The facts underlying the instant appeal are not disputed by the parties. Dr. Soulsby and the appellee herein and plaintiff below, Dawn Soulsby (Martinez) (hereinafter “Mrs. Souls-by”), were married on October 13,1984. The

instant appeal concerns two children born of this marriage: a daughter, K.S., who was born on October 16, 1990, and a son, D.S., who was born on February 22, 1997. 3 During the parties’ marriage, Dr. Soulsby was employed as an orthopedic surgeon, while Mrs. Soulsby was a stay-at-home mother. Thereafter, on or about October 10, 2000, Mrs. Soulsby filed a petition for divorce. The family court granted the parties a divorce by order entered July 31, 2002, and retained jurisdiction to determine issues of child custody and child support.

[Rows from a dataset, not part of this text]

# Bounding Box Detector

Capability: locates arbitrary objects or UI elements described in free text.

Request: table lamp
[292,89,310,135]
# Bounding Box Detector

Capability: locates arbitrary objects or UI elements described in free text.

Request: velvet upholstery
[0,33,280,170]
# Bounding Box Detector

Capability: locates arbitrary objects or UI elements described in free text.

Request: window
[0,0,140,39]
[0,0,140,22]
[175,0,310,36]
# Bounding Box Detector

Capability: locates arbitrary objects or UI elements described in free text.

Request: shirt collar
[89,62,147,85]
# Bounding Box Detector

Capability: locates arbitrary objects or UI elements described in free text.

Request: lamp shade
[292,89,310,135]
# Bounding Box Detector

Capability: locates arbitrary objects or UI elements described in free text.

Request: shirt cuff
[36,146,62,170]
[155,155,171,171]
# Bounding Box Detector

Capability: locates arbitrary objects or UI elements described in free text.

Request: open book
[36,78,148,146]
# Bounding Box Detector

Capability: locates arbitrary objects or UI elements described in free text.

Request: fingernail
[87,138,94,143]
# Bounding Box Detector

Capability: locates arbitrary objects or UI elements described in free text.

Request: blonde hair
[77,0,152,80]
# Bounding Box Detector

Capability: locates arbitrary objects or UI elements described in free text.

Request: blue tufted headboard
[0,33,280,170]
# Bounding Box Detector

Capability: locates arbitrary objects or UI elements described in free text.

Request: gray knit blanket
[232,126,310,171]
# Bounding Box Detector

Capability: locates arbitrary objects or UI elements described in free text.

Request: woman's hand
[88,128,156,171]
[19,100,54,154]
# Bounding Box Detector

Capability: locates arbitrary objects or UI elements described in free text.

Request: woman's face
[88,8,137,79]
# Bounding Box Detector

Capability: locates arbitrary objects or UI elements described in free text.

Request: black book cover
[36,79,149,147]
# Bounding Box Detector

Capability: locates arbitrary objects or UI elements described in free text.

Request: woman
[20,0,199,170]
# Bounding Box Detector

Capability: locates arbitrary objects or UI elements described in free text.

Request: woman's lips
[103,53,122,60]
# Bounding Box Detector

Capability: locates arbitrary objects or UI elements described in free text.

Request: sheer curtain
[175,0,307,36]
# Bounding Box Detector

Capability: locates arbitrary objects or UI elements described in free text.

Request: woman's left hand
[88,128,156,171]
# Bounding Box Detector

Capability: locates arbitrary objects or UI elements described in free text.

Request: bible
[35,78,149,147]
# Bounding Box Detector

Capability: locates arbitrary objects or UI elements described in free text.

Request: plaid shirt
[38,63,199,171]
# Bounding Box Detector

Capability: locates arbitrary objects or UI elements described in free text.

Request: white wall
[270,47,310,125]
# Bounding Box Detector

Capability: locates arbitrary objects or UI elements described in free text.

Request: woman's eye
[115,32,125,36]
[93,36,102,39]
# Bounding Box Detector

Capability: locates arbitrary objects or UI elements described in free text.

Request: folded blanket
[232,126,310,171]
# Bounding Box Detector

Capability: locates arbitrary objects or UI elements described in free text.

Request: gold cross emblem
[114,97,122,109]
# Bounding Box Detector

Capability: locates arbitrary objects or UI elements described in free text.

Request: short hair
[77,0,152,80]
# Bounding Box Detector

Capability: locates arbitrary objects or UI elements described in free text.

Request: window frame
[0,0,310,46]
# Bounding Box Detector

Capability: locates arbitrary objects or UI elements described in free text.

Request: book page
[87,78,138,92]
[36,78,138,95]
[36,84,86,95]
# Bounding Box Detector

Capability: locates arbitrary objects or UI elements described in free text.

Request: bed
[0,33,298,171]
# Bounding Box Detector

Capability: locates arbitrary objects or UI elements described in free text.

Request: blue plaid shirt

Following further proceedings, it was determined and stated, in the family court’s order of August 8, 2006, that Mrs. Soulsby would have “primary caretaking responsibility for K[.S.,] and the parties [would] have extended shared parenting of D[.S.]” 4 By this order, the family court also determined that

*240 [t]he father [Dr. Soulsby] shall pay the mother [Mrs. Soulsby] the sum of $5579 per month, beginning May 1, 2005, and continuing on the 1st day of each month thereafter until the youngest child reaches 18 or graduates high school, whichever is later (but in no event past age 20). The Court finds child support to be necessary past age 18 due to the high cost of the final year(s) of high school....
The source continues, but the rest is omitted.